Entidades realizam ato contra política de saúde do governo Bolsonaro no Dia dos Direitos Humanos

Entre as pautas estiveram a defesa da democracia, da luta manicomial, além da solidariedade ao deputado Alexandre Padilha

O Conselho Nacional de Saúde (CNS) e o Conselho Nacional de Direitos Humanos (CNDH) e uma série de outras entidades promoveram nesta quinta-feira (10), Dia Internacional de Direitos Humano, um ato virtual em defesa da democracia, da luta antimanicomial, do cuidado em liberdade e também em solidariedade ao deputado federal Alexandre Padilha (PT-SP).

A manifestação ocorreu dentro do 7º Congresso Brasileiro de Saúde Mental, organizado pela Associação Brasileira de Saúde Mental (Abrasme). O governo do presidente Jair Bolsonaro tem um plano de revogaço de medidas relativas à saúde mental, afetando diversos serviços públicos do setor.

O ex-ministro Alexandre Padilha é um dos que tem se levantado contra o desmonte que tem sido implementado no setor desde o início do governo e acabou virando alvo do Conselho Regional de Medicina do estado de São Paulo (Cremesp).

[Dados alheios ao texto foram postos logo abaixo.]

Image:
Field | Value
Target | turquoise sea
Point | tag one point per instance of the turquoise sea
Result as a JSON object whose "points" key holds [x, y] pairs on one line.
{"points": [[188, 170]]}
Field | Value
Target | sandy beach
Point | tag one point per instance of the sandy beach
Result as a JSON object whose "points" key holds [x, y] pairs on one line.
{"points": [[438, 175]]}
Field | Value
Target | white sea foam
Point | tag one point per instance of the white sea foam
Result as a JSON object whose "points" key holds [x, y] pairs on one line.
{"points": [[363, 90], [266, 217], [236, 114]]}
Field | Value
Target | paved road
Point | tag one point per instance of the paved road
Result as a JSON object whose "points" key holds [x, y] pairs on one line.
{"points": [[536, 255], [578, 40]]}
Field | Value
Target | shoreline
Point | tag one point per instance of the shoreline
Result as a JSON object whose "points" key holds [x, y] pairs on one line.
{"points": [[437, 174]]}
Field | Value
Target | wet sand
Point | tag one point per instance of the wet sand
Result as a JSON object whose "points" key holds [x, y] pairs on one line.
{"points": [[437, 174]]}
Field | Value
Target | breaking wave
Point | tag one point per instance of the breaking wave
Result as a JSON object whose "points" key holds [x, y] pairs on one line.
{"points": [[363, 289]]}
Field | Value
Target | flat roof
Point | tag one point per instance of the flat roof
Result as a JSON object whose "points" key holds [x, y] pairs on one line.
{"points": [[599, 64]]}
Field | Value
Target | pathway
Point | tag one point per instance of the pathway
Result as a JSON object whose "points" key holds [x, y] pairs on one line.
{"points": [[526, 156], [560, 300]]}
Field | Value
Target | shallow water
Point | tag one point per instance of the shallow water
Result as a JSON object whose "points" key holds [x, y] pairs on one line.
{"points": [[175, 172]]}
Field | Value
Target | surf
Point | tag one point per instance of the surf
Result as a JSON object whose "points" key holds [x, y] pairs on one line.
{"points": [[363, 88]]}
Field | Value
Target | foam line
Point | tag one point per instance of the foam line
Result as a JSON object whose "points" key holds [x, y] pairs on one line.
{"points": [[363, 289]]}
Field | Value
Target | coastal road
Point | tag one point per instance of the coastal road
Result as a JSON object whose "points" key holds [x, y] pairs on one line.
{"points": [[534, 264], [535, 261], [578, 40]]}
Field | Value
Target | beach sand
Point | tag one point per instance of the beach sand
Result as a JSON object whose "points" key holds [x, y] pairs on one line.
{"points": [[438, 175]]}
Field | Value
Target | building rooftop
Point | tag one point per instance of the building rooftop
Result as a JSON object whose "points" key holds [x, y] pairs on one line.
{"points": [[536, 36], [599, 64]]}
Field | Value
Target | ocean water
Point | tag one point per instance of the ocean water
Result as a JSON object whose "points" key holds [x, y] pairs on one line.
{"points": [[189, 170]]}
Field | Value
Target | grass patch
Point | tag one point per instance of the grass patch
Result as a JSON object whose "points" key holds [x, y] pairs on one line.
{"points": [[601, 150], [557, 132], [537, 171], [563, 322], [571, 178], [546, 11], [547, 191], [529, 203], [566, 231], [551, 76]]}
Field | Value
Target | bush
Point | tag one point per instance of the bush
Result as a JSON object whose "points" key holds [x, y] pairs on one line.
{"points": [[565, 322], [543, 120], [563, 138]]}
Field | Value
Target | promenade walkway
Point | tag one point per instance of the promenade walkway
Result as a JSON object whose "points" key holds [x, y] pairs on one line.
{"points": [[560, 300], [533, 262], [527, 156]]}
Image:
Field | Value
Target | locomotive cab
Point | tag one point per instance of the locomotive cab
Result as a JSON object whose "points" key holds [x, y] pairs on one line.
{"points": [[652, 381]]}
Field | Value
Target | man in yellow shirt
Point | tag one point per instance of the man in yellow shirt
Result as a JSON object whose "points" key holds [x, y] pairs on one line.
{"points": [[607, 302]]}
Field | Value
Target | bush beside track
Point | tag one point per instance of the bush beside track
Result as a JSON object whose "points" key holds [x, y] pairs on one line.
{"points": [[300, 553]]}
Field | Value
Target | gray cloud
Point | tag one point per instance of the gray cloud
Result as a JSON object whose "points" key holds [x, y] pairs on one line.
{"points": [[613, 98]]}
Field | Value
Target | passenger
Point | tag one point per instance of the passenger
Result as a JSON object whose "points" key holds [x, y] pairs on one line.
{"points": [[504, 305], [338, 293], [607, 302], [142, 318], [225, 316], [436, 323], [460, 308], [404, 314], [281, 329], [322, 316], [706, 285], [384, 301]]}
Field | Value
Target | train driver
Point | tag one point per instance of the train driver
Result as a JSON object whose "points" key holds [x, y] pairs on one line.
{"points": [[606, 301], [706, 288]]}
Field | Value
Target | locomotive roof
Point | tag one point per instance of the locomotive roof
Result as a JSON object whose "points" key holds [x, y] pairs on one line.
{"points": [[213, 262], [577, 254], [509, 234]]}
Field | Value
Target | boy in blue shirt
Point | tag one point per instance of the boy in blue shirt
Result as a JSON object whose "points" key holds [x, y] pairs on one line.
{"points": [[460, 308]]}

A instituição entrou com um processo jurídico após o parlamentar ter usado a histórica frase “Loucura não se prende, loucura não se tortura”, lema de médicos, profissionais de saúde, pacientes e seus familiares, da luta antimanicomial contra os manicômios.

Na quinta, os representantes das entidades presentes no ato ainda protocolaram o manifesto “Pela democracia, pelo cuidado em liberdade e pela defesa de direitos” em diversas instâncias: Supremo Tribunal Federal (STF), Conselho Nacional de Secretários de Saúde (CONASS), Conselho Nacional de Secretarias Municipais de Saúde (CONASEMS), Conselho Federal de Medicina (CFM) e no Conselho Regional de Medicina do estado de São Paulo (CREMESP).

O texto reforça a liberdade de expressão e manifestação em apoio à luta antimanicomial e de Padilha.

Leo Pinho, presidente da Abrasme e vice presidente do CNDH, enfatizou que o ataque que Padilha sofre, está inserido em um conjunto de agravos cometidos pelo governo Bolsonaro a Rede de Atenção Psicossocial, aos trabalhadores, usuários e familiares. “A frase loucura não se prende, loucura não se tortura é dita por todos nós que cumprimos a lei e a Constituição Federal. Essa é a política de saúde mental brasileira, que não prende e não tortura”.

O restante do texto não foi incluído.